# What engine



## bubbly (May 1, 2009)

Hi
I'm new to this and we've not long bought a 1999 Hymer E 650 but don't know if the engine is TDi or not, how to I tell ?
The owners manual is in German which we can't read
Many thanks


----------



## bubbly (May 1, 2009)

Sorry had a bit of a Blonde moment, I forgot to say that the engine is a 2.8.


----------



## karlb (Feb 22, 2009)

looks like the 2.8 turbo if its the same as here


----------



## brandywine (Aug 28, 2007)

Ours is a 2000 model, registered in 2001 and is 2.8TD, its the model before the JTD.

You should have a red master Key with it, if so.

Regards.


----------



## brandywine (Aug 28, 2007)

Ours is a 2000 model, registered in 2001 and is 2.8TD, its the model before the JTD.

You should have a red master Key with it, if so.

Regards.


----------



## eribiste (May 1, 2005)

I've got the 1999 brochure and price list in front of me here, and your E650 has the FIAT Ducato 2.8 TDI/S on the Maxi chassis.


----------



## JockandRita (Jun 1, 2005)

Hi Bubbly,

Our E690 is a 2.8TDi, and is on a 99 plate.

Jock.


----------



## peeter (Aug 6, 2009)

*engine*

my 584 2001 has a 2.8 td and pulls a car on trailer with ease.no noticable difference without trailer.


----------



## PeterandLinda (Feb 21, 2009)

Hi

It almost certainly is, but why does it matter?

P&L


----------



## karlb (Feb 22, 2009)

PeterandLinda said:


> Hi
> 
> It almost certainly is, but why does it matter?
> 
> P&L


i think power is important if you need to go uphill!!


----------



## captmike (Sep 30, 2008)

You can tell from the VIN. The format should be 3 letters followed by 14 digits.
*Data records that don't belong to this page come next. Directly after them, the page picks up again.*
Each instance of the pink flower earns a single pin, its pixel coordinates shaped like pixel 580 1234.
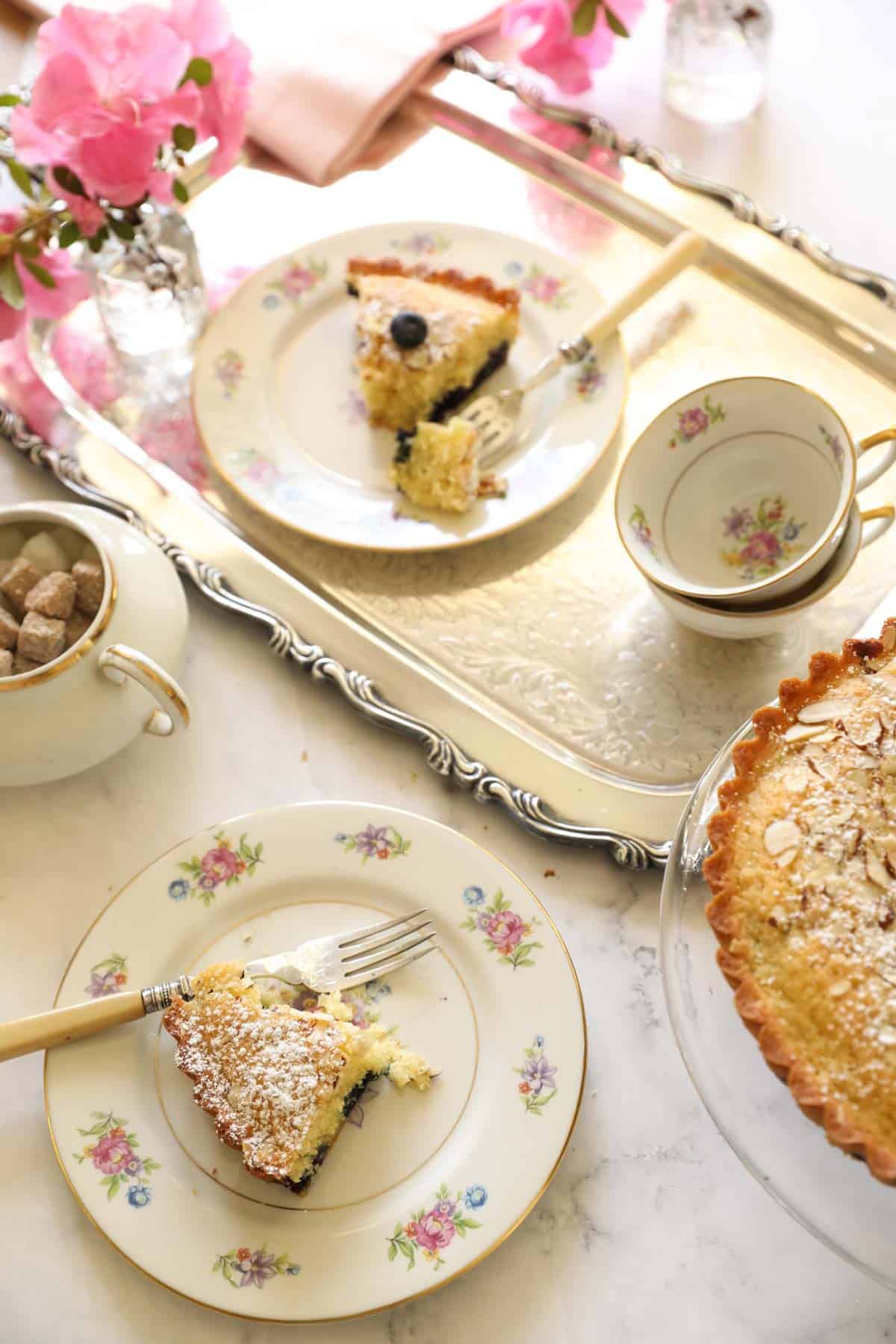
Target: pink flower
pixel 218 866
pixel 112 1155
pixel 433 1233
pixel 505 929
pixel 206 26
pixel 107 99
pixel 692 423
pixel 544 27
pixel 762 546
If the 8th digit is a "5" then the engine is the older turbo diesel one. If it's a "6" it is the more modern common rail JTD turbo diesel.

This was explained to me by a very helpful chap at Essanjay in Poole.

Cheers,

Mike


----------



## bubbly (May 1, 2009)

You won't believe this ( cos although Blonde I'm great on the sax) but the link but the link Karlb posted is actually my van. Number plate changed now cos that one was kept by the prvious owner.
But...does it matter TDi? I don't know...does it affect anything different I need to think about.......doesn't feel like a turbo kicks in ???
Feeling very silly


----------



## bubbly (May 1, 2009)

OK, just read Captmike's post and my 8th digit is a 5!! so I guess that makes it an "older turbo" does that mean something re service parts etc ????

Feeling less silly


----------



## JockandRita (Jun 1, 2005)

bubbly said:


> OK, just read Captmike's post and my 8th digit is a 5!! so I guess that makes it an "older turbo" does that mean something re service parts etc ????
> 
> Feeling less silly


Hi Bubbly,

No, it just means that you have a good strong engine with mechanical fuel injection, as opposed to the newer JTD electronic fuel injection.
If the turbo wasn't working, you'd be spewing out thick black/grey clouds of smoke from the exhaust, when accelerating.

If that's not the case, don't worry too much. :wink:

Regards,

Jock.


----------



## bubbly (May 1, 2009)

Hi

Thanks everyone for all the info, it's an amazing forum.

many thanks


----------